Molto alto il livello tecnico: gli assoli di Neal Tiemann, nella band dal 2021, un veterano dell’heavy metal e del rock, come dimostrano le sue esperienze passate nei DevilDriver, dove era però ritmico – aggiungono quel tocco di virtuosismo che colloca l’album su un livello davvero notevole, non la solita roba insertname–core fatta di breakdown, blast beat e voce growl ma qualcosa di più, qualcosa di non sganciato dal passato heavy da cui noi tutti, chi più chi meno in questo genere, proveniamo: non se ne può fare a meno, per quanto contemporanei e sperimentali si voglia essere, poiché se si fa musica estrema il dazio alla storia del metal, fatta di assoli e virtuosismi, va in un certo senso pagato e i Carnifex lo fanno. E lo fanno bene, aggiungerei. La mia nota di merito va proprio a Necromanteum, che mi ha fatto ritornare a quando, a 16 anni, scoprii per la prima volta il symphonic: una sensazione di epicità frammista a desiderio di elevazione che ci riporta a tempi andati, dove la guerra e ciò che la riguardava erano intrisi di ideali e, in un certo qual modo, valori guerrieri e dove non c’era l’intermediario della tecnologia contemporanea.

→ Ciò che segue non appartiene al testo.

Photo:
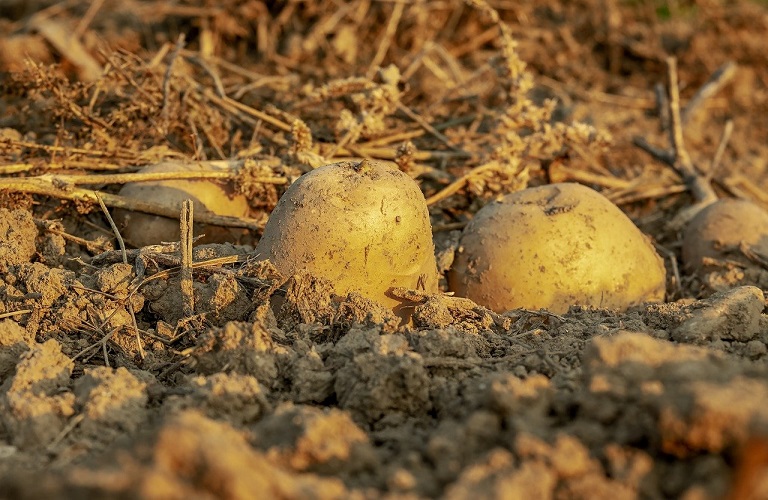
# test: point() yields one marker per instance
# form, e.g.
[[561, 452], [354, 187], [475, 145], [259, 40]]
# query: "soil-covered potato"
[[720, 230], [142, 229], [552, 247], [363, 225]]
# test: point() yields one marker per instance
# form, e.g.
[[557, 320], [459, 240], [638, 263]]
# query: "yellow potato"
[[552, 247], [363, 225], [142, 229], [721, 228]]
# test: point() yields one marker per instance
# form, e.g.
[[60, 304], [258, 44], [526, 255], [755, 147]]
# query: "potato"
[[142, 229], [363, 225], [552, 247], [718, 230]]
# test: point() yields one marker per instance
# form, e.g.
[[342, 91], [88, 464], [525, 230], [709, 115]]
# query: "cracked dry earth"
[[321, 396]]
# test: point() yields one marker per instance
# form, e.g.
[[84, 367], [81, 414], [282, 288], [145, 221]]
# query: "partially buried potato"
[[552, 247], [142, 229], [720, 230], [363, 225]]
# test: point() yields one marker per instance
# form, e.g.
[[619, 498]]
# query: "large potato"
[[720, 229], [363, 225], [142, 229], [552, 247]]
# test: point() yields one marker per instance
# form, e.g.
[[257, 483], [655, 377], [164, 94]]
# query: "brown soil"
[[275, 387]]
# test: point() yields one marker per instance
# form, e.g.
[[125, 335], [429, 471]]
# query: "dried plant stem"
[[91, 179], [459, 183], [712, 86], [391, 154], [677, 157], [46, 186], [724, 138], [386, 39], [186, 222], [124, 255]]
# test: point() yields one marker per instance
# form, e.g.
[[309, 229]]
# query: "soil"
[[112, 386]]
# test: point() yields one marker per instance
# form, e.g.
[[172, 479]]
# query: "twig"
[[46, 186], [187, 292], [429, 128], [87, 18], [677, 157], [10, 314], [112, 224], [386, 40], [712, 86], [727, 131], [462, 181], [167, 77], [124, 255]]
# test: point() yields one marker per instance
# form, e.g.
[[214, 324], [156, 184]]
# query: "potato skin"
[[142, 229], [552, 247], [725, 224], [363, 225]]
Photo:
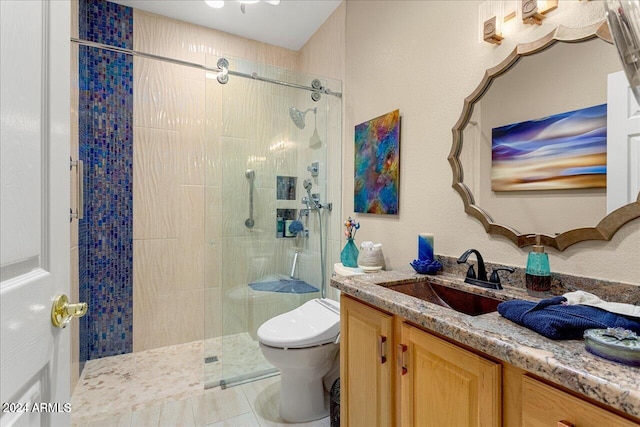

The Pathless Forest, che sembra quasi tratto da un racconto fantasy o da uno scenario di The Elder Scrolls, è probabilmente il pezzo più sperimentale, dove il connubio tra virtuosismi heavy metal e la violenza e oscurità quasi black si uniscono per dare vita a un pezzo unico molto ben riuscito; in generale uno dei miei preferiti insieme a Necromanteum – se non lo si fosse capito lo ripetiamo – e alla closing track, Heaven and Hell All At Once, che si apre con un lead guitar accompagnato dalla ritmica dello storico Cory Arford e dalla batteria di Shawn Cameron, altro membro storico, che da quasi i brividi tanto riesce a impressionarci: una chicca!
Insomma, quarantadue minuti e qualche secondo che avrei voluto, francamente, continuassero. Un album bellissimo; se fossimo ancora dietro ai banchi di scuola, un dieci e lode non gliel’avrebbe tolto nessuno.